Since then, Lewis has had a son named Noah with his second wife, to whom he is no longer married.
He has been dating Molly Kujawa, a longtime court reporter who is also a widow, for the past three years. Shortly after Elena’s death was when he took over the PA duties at K-State basketball and football games, which he said was a nice pick-me-up.
Lewis also served a term as an elected Riley County commissioner.
However, his wife’s memory remained strong in his head, and he still makes several treks a year out to the cemetery to talk with his wife.
At Casey’s wedding last fall, the family kept a seat in the front empty for Elena.
“After I gave my daughter away, I sat next to that seat, put my arm around the back of it, like she was right there,” he said. “That was a great memory that I have of that day.”
And when Lewis was inducted into the Kansas Association of Broadcaster’s Hall of Fame in October, he knew she was there with him.
“There’s still that hole 14 years later, but she was the biggest supporter I had,” he said. “She wasn’t there personally, but I shared that with her.”
As Valentine’s Day approaches, Lewis said the day was special for them, but so was their every day. The kind of love they had, he said, was worthy of celebrating whenever they could, and he can only imagine what Elena would say to him and Casey as they’ve gone through several milestone moments.
In 2010, Lewis founded the Polyester Party, an annual benefit for K-State’s Johnson Cancer Research Center in his wife’s honor.
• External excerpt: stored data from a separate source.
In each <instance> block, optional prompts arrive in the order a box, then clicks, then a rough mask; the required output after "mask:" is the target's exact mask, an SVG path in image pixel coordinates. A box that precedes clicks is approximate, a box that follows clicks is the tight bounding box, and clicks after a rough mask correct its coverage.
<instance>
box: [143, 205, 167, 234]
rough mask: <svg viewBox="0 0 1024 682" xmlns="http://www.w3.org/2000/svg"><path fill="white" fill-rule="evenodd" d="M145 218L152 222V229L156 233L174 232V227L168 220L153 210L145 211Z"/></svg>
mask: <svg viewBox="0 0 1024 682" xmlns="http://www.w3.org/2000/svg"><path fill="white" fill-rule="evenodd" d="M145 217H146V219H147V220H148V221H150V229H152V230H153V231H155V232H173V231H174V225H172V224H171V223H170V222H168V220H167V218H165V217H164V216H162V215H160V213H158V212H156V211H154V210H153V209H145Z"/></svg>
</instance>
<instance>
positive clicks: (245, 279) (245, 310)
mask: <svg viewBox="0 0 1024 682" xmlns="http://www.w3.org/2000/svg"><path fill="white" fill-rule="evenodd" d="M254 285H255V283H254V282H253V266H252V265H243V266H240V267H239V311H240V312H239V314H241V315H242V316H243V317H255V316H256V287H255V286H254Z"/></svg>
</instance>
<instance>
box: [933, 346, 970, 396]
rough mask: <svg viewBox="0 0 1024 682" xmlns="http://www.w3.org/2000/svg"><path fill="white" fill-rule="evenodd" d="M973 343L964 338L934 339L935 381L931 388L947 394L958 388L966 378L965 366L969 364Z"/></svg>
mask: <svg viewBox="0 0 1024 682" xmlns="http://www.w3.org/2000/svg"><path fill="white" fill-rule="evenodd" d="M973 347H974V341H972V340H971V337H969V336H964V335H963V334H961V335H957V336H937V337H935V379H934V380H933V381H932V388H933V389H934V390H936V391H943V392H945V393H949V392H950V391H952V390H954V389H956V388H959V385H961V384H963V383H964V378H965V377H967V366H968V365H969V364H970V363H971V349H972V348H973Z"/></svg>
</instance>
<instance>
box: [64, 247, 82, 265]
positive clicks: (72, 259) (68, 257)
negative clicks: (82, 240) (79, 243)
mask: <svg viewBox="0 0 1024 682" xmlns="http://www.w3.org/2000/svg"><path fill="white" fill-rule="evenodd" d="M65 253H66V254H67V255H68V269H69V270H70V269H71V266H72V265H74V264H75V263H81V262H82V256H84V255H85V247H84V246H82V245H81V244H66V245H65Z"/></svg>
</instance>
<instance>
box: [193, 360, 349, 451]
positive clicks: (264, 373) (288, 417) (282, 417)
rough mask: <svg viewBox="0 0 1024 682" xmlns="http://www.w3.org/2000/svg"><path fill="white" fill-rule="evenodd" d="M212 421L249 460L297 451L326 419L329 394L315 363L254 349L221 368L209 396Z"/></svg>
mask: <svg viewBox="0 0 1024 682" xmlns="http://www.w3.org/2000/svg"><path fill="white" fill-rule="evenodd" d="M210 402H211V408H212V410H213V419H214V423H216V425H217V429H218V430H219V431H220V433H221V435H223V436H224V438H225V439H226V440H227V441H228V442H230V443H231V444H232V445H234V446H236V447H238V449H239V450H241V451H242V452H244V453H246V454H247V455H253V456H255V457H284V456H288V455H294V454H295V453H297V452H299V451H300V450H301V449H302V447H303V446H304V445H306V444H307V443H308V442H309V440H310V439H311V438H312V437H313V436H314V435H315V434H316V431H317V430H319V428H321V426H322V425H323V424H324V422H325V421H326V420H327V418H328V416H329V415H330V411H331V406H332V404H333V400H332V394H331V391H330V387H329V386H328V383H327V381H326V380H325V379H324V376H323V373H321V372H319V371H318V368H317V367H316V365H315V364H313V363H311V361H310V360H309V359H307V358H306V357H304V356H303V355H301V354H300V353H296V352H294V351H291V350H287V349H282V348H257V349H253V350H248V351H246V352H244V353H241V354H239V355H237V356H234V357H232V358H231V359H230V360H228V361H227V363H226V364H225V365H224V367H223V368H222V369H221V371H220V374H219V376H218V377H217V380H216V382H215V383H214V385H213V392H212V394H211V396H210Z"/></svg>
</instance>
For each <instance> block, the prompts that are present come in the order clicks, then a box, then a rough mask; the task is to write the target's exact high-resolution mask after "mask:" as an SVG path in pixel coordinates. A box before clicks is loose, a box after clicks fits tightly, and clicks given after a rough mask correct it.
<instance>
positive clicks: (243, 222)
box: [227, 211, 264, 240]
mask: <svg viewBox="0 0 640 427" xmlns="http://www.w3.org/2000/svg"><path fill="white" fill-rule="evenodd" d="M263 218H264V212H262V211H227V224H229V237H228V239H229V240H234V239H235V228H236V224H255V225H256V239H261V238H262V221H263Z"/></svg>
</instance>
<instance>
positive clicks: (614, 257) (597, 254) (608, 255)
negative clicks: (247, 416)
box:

The event raises money for faculty and student research scholarships.
Outside of the benefit, Lewis often shares his wife’s story, with the hope that he can help anyone else who might be going through what he did.
“I think part of cherishing her legacy is also in sharing her story, especially for those who have recently lost their spouses,” he said. “It’s a tribute to them. There’s no right way to deal with the grief and all of the other crap you have to deal with afterwards.
“But it’s worthwhile for me to share with others that you can get through this,” he said. “It takes time, and it sucks more than anything you’ll ever deal with in your life, but you can get through it.”